Maybe Eurovps office used to be in Kyrgyzstan and the whois data was stale at the time this was mapped. (e.g. http://whois.domaintools.com/77.235.32.0)
Same thing for the one in Almaty, Kazakhstan which is actually located in Belgium (http://whois.domaintools.com/89.106.244.21).
Another example 46.37.160.114 maps to Vladivostok, but it actually belongs to BurstNET London.
IP geolocalisation sucks badly. For example OVH got only 1 DC (well to be precise one big room) in Paris.
Kimsufi are hosted in their DC in Roubaix (north of France).
They also got another one located in the east (near Strasbourg).
You can also buy an IP located in somewhere else in Europe but linked to your server in Roubaix.
Perhaps simply multiple network interfaces / assigned IP addresses - all could actually reside in the same physical machine. (That's probably not good practice Tor-wise, of course - the nodes should be as dispersed as possible..)

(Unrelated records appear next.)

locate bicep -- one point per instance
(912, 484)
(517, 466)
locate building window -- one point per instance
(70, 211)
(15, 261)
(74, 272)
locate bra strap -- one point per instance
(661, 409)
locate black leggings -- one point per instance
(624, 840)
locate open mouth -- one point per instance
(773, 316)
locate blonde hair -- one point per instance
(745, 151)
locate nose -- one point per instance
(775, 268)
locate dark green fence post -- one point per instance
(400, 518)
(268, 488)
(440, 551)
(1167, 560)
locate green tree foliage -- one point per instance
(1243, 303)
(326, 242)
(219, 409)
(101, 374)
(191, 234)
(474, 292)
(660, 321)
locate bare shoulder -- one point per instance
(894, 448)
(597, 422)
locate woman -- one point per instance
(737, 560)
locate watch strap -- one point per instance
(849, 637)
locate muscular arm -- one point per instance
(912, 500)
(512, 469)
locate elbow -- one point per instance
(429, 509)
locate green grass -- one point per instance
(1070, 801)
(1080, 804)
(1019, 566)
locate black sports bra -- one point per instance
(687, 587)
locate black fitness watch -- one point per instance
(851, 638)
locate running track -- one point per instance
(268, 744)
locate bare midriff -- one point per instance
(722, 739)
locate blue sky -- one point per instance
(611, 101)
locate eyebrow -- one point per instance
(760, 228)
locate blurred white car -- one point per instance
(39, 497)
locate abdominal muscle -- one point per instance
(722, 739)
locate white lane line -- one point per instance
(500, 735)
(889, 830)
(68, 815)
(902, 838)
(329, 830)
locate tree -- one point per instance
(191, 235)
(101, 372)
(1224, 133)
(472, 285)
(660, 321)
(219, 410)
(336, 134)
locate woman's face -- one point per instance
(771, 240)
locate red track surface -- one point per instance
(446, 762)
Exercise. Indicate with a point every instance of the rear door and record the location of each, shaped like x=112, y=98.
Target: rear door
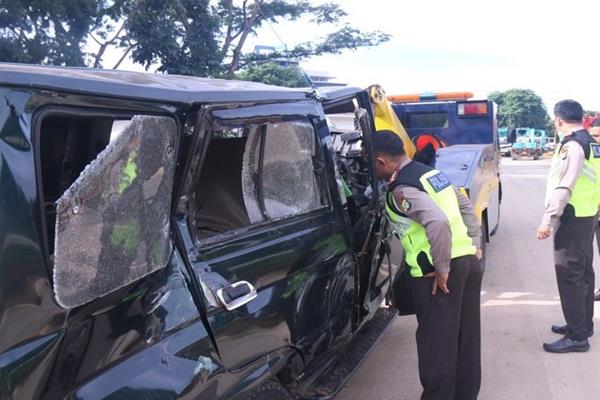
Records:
x=266, y=240
x=370, y=233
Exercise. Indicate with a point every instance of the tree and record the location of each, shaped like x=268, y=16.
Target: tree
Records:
x=521, y=108
x=274, y=74
x=194, y=37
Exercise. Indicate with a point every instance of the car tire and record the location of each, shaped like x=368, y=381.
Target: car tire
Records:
x=270, y=390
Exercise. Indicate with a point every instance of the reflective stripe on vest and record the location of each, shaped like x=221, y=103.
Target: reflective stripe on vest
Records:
x=413, y=236
x=586, y=192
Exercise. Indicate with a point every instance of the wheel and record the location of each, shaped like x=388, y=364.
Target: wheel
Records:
x=483, y=246
x=270, y=390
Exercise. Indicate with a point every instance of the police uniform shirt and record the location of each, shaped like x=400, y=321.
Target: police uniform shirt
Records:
x=570, y=165
x=418, y=206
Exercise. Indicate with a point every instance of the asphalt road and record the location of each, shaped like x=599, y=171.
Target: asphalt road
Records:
x=519, y=303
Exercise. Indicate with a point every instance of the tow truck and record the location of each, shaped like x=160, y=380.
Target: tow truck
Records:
x=463, y=133
x=530, y=143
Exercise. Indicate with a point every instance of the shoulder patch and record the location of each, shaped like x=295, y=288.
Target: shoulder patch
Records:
x=403, y=204
x=564, y=151
x=439, y=181
x=595, y=150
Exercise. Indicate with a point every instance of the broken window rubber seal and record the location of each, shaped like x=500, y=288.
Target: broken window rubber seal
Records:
x=259, y=184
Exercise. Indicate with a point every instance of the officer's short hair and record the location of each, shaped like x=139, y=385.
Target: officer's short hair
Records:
x=387, y=142
x=569, y=111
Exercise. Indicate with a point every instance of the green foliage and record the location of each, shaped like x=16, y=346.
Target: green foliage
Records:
x=521, y=108
x=179, y=35
x=274, y=74
x=193, y=37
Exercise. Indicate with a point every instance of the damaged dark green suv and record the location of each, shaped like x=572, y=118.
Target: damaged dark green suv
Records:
x=168, y=237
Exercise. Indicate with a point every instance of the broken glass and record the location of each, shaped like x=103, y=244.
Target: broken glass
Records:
x=112, y=224
x=289, y=185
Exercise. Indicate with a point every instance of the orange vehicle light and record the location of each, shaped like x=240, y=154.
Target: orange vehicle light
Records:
x=407, y=98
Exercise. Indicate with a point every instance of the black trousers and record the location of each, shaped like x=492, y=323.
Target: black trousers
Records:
x=573, y=256
x=449, y=333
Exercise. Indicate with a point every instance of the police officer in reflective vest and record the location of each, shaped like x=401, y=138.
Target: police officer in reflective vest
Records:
x=439, y=233
x=572, y=200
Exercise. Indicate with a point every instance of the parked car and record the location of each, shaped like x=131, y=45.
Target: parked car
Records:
x=173, y=237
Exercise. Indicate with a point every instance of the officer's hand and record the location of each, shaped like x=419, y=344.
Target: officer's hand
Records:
x=439, y=281
x=544, y=232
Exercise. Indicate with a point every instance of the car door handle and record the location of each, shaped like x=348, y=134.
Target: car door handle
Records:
x=236, y=295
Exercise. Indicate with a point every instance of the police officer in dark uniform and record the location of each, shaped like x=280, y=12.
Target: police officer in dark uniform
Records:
x=439, y=233
x=572, y=200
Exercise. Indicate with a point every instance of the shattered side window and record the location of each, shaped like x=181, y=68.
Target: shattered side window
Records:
x=289, y=185
x=112, y=223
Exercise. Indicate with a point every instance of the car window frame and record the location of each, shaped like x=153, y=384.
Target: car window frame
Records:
x=244, y=115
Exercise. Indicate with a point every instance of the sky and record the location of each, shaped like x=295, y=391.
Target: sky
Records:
x=550, y=47
x=480, y=46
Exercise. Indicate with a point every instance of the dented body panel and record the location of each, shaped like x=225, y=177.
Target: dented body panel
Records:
x=163, y=332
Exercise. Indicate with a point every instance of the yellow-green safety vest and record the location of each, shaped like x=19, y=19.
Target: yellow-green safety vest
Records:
x=417, y=249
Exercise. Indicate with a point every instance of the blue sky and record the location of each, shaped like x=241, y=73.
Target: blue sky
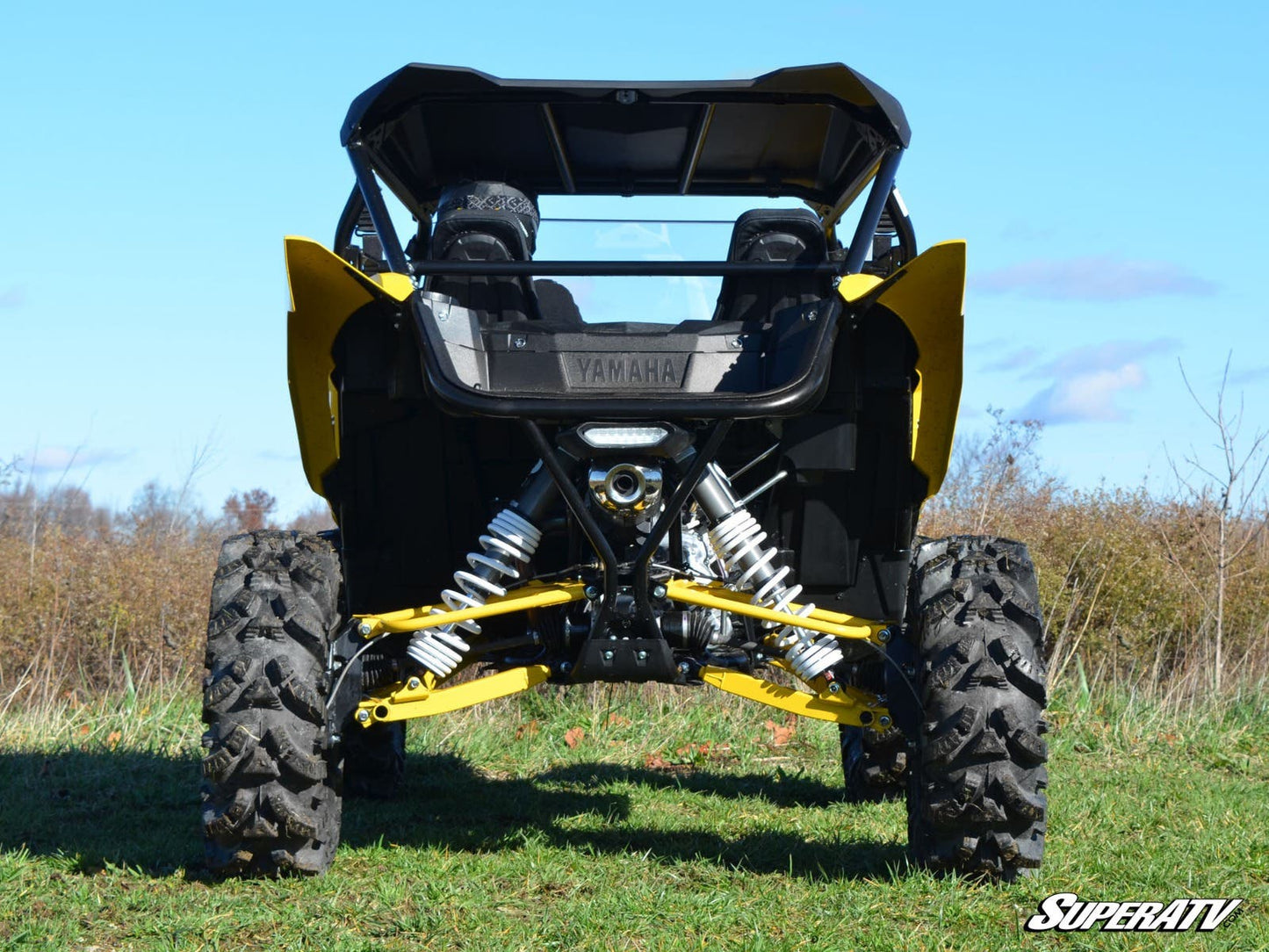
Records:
x=1106, y=162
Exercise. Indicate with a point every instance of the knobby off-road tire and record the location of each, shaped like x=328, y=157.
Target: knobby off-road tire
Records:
x=875, y=763
x=976, y=794
x=270, y=777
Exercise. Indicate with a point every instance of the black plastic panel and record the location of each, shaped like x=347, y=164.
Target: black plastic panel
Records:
x=702, y=370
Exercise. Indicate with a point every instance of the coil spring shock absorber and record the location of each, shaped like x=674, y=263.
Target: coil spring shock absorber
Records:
x=510, y=542
x=738, y=539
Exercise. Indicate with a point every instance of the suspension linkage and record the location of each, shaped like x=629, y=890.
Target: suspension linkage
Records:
x=716, y=595
x=521, y=599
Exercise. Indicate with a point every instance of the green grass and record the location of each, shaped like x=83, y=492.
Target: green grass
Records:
x=633, y=838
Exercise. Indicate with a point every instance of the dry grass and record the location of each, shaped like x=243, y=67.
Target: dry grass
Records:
x=97, y=603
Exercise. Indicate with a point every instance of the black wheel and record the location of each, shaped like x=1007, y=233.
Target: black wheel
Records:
x=976, y=797
x=875, y=763
x=373, y=760
x=270, y=775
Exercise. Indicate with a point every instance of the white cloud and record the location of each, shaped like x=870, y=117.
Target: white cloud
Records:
x=1085, y=396
x=61, y=458
x=1092, y=278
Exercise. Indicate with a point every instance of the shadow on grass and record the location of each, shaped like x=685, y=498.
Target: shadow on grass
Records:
x=140, y=811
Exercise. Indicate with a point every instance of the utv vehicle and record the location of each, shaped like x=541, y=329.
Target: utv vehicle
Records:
x=525, y=496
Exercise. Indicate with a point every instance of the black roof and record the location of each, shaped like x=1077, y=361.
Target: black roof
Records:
x=813, y=133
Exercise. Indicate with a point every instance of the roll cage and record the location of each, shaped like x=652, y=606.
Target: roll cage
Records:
x=818, y=133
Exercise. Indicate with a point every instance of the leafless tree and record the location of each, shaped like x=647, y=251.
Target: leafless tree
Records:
x=1226, y=510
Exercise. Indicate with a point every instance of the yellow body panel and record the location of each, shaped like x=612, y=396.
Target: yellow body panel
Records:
x=847, y=706
x=928, y=295
x=422, y=701
x=325, y=291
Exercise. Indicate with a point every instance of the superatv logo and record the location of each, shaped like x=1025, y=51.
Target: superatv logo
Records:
x=618, y=371
x=1066, y=912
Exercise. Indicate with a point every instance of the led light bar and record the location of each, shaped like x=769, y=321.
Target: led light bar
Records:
x=601, y=436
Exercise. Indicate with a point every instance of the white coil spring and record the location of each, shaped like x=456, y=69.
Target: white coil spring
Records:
x=738, y=542
x=510, y=539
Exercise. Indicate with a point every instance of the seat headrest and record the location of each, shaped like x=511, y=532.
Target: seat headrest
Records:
x=472, y=202
x=778, y=235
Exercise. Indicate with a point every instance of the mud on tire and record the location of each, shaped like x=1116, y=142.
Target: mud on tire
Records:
x=976, y=795
x=270, y=778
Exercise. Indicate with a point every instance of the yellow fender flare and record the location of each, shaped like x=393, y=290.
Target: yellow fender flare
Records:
x=928, y=296
x=325, y=292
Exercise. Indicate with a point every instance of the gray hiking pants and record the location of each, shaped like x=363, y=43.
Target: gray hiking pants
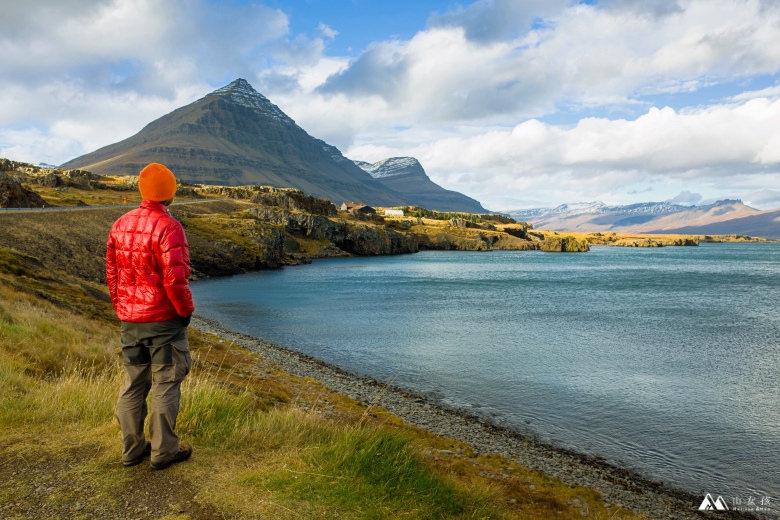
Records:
x=156, y=358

edit now that I think about it, placing Tor exits in a hospital area might be a clever tactic to avoid them being raided (e.g. to freeze memory and attempt to extract some data about other nodes etc)..
Interesting map, zooming into Utah (where I live) shows that the local ISP Xmission is running 3 exit nodes. The map shows 4, but two of them have the same IP address.
> IP:
Location:
Netblock:
AS Name:
ISP:
Reverse DNS:
50.16.161.238
Ashburn, United States
50.16.0.0/16
AMAZON-AES
AMAZON.COM INC.
ec2-50-16-161-238.compute-1.amazonaws.com
So, not a coincidence, but also not suspicious - it's just Amazon's data center.
The map puts them in Ashburn, VA, which makes sense as there are massive commercial data centers there. If you have a server or VPS whose location is "east," there's a good chance that it is in an Ashburn data center.
(apart from Formless Networking, but that one is a bit more well known)
Not that it's not nice of them, but it seems a bit out of place.